Nikiforos’s works focused on village and city life, reflecting his love for the traditional Greek ways of living and the simplicity of the Greek household. For 38 years, Lytras maintained his position as a professor, successfully transmitting his love and artistic character to a series of famous artists, such as Georgios Iakovidis, Polychronis Lebesis, and Nikolaos Vokos.
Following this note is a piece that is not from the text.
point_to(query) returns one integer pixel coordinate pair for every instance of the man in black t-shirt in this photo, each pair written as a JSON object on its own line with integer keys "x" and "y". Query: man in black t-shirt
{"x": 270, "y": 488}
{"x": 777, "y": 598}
He continued to teach painting until he died in 1904. His son Nikolaos followed in his father’s artistic footsteps, studying at the Munich Academy of Fine Arts and heading the Athens School of Arts.
Nikolaos Gyzis
Nikolaos Gyzis was one of the most renowned and influential Greek painters of the 19th century. He was born in Skalvochorio of Tinos in 1842 and was the son of a skillful woodworker. From the young age of 8 years old, Nikolaos would display artistic inclinations, creating many charcoal sketches, some of which are preserved in the Museum of Tinian Artists in Pyrgos. In 1850, his family moved to Athens, where he would go on to study at the School of Fine Arts. After graduating, he continued his studies at the Royal Academy of Fine Arts in Munich, where he met Nikiforos Lytras.
In 1872, he returned to Athens, transforming his house into a workshop. There, he produced a sequence of remarkable paintings, including the Carnival at Athens and the Arravoniasmata (Ceremonial and Engagement), which are among his most popular works. His art often dealt with German and Greek themes, the latter being accompanied by a brighter and more diverse color spectrum. A few of his paintings are inspired by Greek history, the Ottoman era, and the War of Independence.
From 1886 onwards, he was a professor at the Academy of Fine Arts in Munich, his students including Ernst Oppler and Fritz Osswald. Gyzis was deeply religious and showed a great interest in metaphysics, a theme prevalent in his last paintings. In 1895, he visited Greece for the last time and died in Munich in 1901, after a long fight with leukemia. His works on painting, copper, and wood engraving earned him many awards during his lifetime. Today, they are exhibited in museums and private collections worldwide, including some in Greece and Germany.